Demikian uraian sebagai kata pendahuluan sebagai gambaran awal dalam mengatasi kemiskinan bagi umat Islam.
Dari Zaman ke Zaman dan dari masa berganti masa silih bergantinya siang dan malam permasalahan Zakat di indonesia belumlah tuntas secara sempurna, kesemuanya tidak terlepas dari kiprah dan peran kepemimpinan Nasaional sebagai top leader yang dapat menggugah, menggerakkan memotivasi agar umat islam di indonesia dapat terlecut memiliki semangat solidaritas yang tinggi dalam merealisasikan dan mengaplikasikan kepedulian sosialnya terhadap kaum dhu’afa agar dapat diatasidan terangkat ekonominya menuju kepada kesejahteraan yang tadinya mustahiq berubah meningkat menjadi muzakki.

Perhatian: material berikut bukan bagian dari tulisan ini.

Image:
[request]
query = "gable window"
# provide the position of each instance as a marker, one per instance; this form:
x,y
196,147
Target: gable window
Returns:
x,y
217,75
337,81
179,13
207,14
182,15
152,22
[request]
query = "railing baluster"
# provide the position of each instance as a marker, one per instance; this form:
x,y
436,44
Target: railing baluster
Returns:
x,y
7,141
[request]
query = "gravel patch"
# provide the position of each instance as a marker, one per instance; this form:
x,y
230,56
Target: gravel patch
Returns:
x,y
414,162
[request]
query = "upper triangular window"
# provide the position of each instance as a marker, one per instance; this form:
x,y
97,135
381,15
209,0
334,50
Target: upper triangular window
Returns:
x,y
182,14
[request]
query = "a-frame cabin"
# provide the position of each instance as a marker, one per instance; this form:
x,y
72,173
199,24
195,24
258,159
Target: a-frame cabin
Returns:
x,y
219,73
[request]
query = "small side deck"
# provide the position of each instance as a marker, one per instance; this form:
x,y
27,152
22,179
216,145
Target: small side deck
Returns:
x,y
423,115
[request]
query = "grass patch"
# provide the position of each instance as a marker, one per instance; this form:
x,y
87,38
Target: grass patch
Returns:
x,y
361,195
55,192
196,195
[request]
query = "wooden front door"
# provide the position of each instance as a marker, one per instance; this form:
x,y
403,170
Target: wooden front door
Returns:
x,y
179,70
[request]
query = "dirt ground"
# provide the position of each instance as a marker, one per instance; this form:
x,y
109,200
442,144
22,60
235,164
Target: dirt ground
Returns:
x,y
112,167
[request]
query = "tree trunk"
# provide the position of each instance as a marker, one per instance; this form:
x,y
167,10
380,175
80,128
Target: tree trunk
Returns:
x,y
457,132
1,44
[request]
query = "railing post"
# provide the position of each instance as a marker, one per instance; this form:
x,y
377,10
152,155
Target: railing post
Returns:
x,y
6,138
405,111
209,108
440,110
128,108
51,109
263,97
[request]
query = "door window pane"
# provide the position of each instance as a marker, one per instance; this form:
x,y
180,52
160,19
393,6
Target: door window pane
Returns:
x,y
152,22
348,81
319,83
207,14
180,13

Mungkin tidak ada diantara kita yang memahami, darimana muara sakitnya perasaan orang-orang yang fakir dan miskin, kaum, dhu’afa, dan mereka yang serba dalam kesusahan. Mereka masuk masuk dalam pusaran kemiskinan, yang rasa sakitnya, rasa sulitnya serta resikonya meluluhkan segalanya. Proses yang memilukan ini, mereka rasakan dalam waktu yang cukup panjang. Siapa bilang mereka tidak ingin keluar dari kepedihan ini ! Mereka sudah bekereja, apa saja mereka lakukan. Mereka menjadi buruh pagi hingga petang hari, tapi mereka hanya menerima beberapa uang rupiah saja. Mereka juga menjadi pembantu rumah tangga, tapi mereka hanya dihargai denga uang senilai 200.000;Rupiah, artinya tak sampai 10.000; Rupiah / hari mereka terima. Sementara harus bangun dipagi hari, semua pekerjaan rumah beralih 90% ke tangannya, bahkan nyaris 99% dan terkadang harus terlambat makan dan tidur.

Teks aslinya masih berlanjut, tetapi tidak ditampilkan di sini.